Re: skos in billion-triple-challenge data

From: Dan Brickley <danbri@danbri.org>
Date: Sat, 11 Sep 2010 07:40:01 +0000
Message-ID: <AANLkTi=sFP=kt-q3p73=so3zNfMy9W39hK90JpErow5+@mail.gmail.com>
To: Ed Summers <ehs@pobox.com>
Cc: public-esw-thes@w3.org
On Sat, Sep 11, 2010 at 2:45 AM, Ed Summers <ehs@pobox.com> wrote:
> On a Friday whim (prompted by Dan Brickley) I downloaded the 2010
> Billion Triple Challenge dataset to look and see how many SKOS
> assertions there are in it, and from what domains. If you are
> interested the results can be found at:
>  http://gist.github.com/574700

This is great, thanks for doing this! I'm also having similar
conversation with the Sindice team, and will be offering suggestions
for how they can map out the SemWeb vocabulary/data landscape. Now
would be a very good time for the SKOS community to figure out what
else they might want to learn about large scale SKOS deployment
patterns. SKOS is interesting in this regard, since it is a bit like a
domain vocabulary (dc, foaf, creative commons) and a bit like an
infrastructural vocabulary (rdfs, owl, ...).  General RDF stats that
help dc, foaf, creative commons etc understand their deployment,
aren't so directly helpful for individual SKOS scheme creators, since
eg. 'UKAT in SKOS' or 'LCSH in SKOS' show up as very similar triples
in RDF.

So what would we like to know about SKOS?

For example -

(general questions)
 - what non-skos properties most commonly point to things of type skos:Concept?
- what non-skos properties most commonly apply to skos:Concepts?
- which bits of SKOS are heavily used; are not used; are still used,
even though removed from the final spec?
- are people subclassing, superclassing SKOS classes eg. skos:Concept?
- are there sub/super-properties declared for SKOS properties?
- how are the internationalisation features of SKOS being used in practice?
- URI patterns: # vs / URIs, 303 redirects; are these being used?
- is SKOS for Web publication of 'traditional thesauri' used
differently (data patterns) from SKOS used to capture information from
users (tags, blog categories, wikipedia)?
- how long are prefLabel and other SKOS strings? (some graphs here
could help Web designers creating UI to display SKOS content)
- what common mistakes can we find in the data?

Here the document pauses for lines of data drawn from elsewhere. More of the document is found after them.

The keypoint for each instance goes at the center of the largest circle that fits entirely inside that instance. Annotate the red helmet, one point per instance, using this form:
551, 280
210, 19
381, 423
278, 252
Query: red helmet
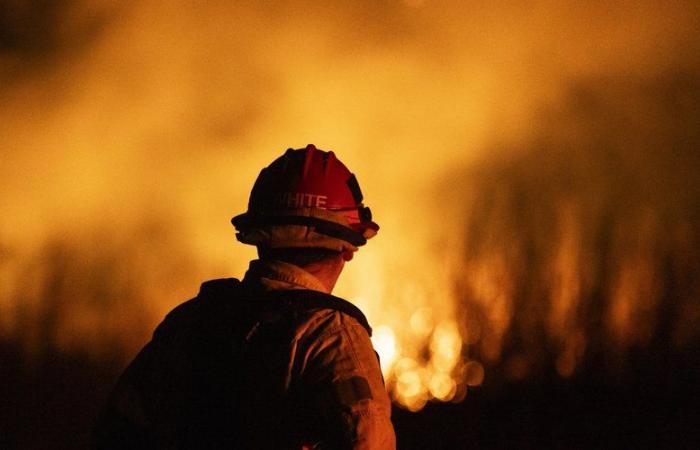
306, 198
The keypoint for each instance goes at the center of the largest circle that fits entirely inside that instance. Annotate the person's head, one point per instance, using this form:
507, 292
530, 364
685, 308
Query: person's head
306, 208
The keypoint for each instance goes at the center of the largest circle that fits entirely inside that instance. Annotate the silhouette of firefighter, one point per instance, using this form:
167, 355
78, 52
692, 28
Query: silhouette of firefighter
273, 360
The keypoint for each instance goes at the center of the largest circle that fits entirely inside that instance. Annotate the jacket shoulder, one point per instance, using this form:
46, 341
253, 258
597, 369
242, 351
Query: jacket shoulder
191, 311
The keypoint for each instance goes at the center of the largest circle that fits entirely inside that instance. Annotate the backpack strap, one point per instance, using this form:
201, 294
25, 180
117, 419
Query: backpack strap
298, 300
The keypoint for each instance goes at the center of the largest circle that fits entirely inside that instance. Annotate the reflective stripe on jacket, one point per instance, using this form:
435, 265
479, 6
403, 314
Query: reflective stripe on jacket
300, 378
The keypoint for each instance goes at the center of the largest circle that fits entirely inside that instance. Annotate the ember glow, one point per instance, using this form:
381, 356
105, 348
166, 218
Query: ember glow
534, 171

(scheme-specific questions)
- given a SKOS scheme/dataset, eg. UKAT, we might re-ask some of the
above questions, eg. what properties point to concepts from that
scheme; or what domains are using it.
- what are the RDF types and most common properties found on objects
that have any property whose value is a link to a id.loc.gov LCSH skos

OK that's just off the top of my head. I'm sure others here must have
questions they'd be interested to see answers for. I'm emphasising
data questions that involve large aggregations of RDF data, not
analytics you'd do on your own local SKOS repository...

No promises that any of these questions can be answered, but finding
out what we want to know would be a useful first step.